The majority of Americans recognized long ago that community is essential to success and well-being. Living alone or in isolation has become less viable in our evolving global society. Individuals are incredibly small in the long-run scheme of things – Who’s in Whoville, really – so small relative to the greater world around us.
Some romantically believe that they can still “go it alone.” And yet, just close the schools for a week or two and suddenly there is panic: where will our kids get their free hot meals during the shutdown? And who will care for them while we are at work? Yes our schools provide education, but they also provide functions which once were centered in the parental home.
The shift from self-reliance towards mutual-reliance and dependence has evolved over the centuries. And while for some this may seem counterintuitive insofar as independence and individual initiative are highly valued American traits, the upshot is that mutual support and cooperation have always been central to our society’s overall advancement and growth. How so? The reasons are clear, and are centered squarely within the evolution of the Capitalist system.
A simple example will illustrate how this concept, which is part of a larger discussion of the principle of economies of scale, works in the real world. Imagine that you have six people who need to travel from point “A” to “B.” All have cars and know how to drive. Which is better, for each to drive their own cars, or for one to drive a van while the remaining five ride in back?
An economist familiar with the history of Capitalist economic development has the answer: The best driver in the group, the “driving specialist,” drives the van. It is a waste of time and resources for the others to sit behind the wheel of their individual vehicles. Rather, each should spend their time as they sit in the van doing productive work on their MacBooks, specializing in those areas to which they are best suited: architecture, finance, medicine, whatever. Specialization – be it on the level of the individual or, as we see in today’s global economy, the level of the nation – leads to innovation and development. The more help we receive from one another to carry out different tasks instead of trying to do everything ourselves, the more we are freed up to experiment and try out new ideas in our own respective fields of expertise.

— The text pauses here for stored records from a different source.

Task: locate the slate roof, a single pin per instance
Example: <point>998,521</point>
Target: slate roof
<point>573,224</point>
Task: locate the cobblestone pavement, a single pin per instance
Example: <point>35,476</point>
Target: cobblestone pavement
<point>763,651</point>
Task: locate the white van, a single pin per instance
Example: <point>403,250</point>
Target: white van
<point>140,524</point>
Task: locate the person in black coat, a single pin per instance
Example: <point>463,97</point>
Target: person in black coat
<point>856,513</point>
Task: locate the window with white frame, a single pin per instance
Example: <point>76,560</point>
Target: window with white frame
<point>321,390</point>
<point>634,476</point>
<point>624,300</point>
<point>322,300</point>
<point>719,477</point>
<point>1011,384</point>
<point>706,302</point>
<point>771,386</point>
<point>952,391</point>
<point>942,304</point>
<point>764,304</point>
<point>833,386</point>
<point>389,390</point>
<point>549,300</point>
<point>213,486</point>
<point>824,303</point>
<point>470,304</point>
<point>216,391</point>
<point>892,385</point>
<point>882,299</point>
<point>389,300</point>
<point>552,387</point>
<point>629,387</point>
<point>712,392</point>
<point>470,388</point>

And more, specialization facilitates mechanization, yet another major step in the process of development. It’s that simple (and is also the rationale behind some of the greatest eras of progress in human history, such as the Industrial Revolution).
The alternative is sheer folly. To place an emphasis upon the individual, and to believe that he can and should do everything himself and be able to make informed judgments (and to believe that he has the forethought, knowledge and the capacity to do everything well) is, to say the least, short-sighted. Specialists exist for a reason. Expertise is a rare commodity; folks with training and education know things and are able to accomplish tasks because they have the specialized skills and preparation to do so. But in community, we all share and benefit from one-another’s expertise.
Needless to say, this is how the U.S. became the strongest country in the world. By taking in the best and brightest from every corner of the planet, by specializing, innovating, and, through risk-taking, we developed at a speed that left the rest of the world in the dust. We aren’t totally alone in this regard of course. Huge countries like India and China also have been able to leverage their large populations in similar ways. But they have not succeeded nearly to the same extent, and meantime many of the best Chinese and Indian innovators today call the U.S. home.
Moreover, if we look at the least-developed countries in the world today, we see a familiar pattern of myopia and stagnation: they are risk-averse, largely dependent upon external sources for key sustaining commodities such as foodstuffs, are dominated by homogenous populations resistant to externally-generated ideas, innovations or concepts and, more often than not, depend upon undiversified, single-resource economies for the majority of their income generation.
Then there are those additional countries and societies which, due to totalitarian governance combined with disproportionate levels of national pride, fervor, or similar traits, have purposely sought to “go it alone,” believing that independence and self-reliance suggest strength, while traits like cooperation and inclusion imply weakness. Cuba, North Korea and Myanmar/Burma are examples – and we all know what their “self-reliant” policies of import substitution have done for their economies.
In short, it is true that some may still believe even today that going it alone suggests self-reliance, independence, control, strength – even, perhaps, masculinity and power. But if the past few weeks have taught us anything, it is that when the stakes are highest, this is hardly the case. Rather, it is more apparent than ever that we are best served when we act in community, sharing resources, listening to those with training and expertise and, above all, treating one another with decency and kindness while appreciating the humanity we all share.
Steven C. Dinero, PhD is the Executive Director of the Carbon County Museum.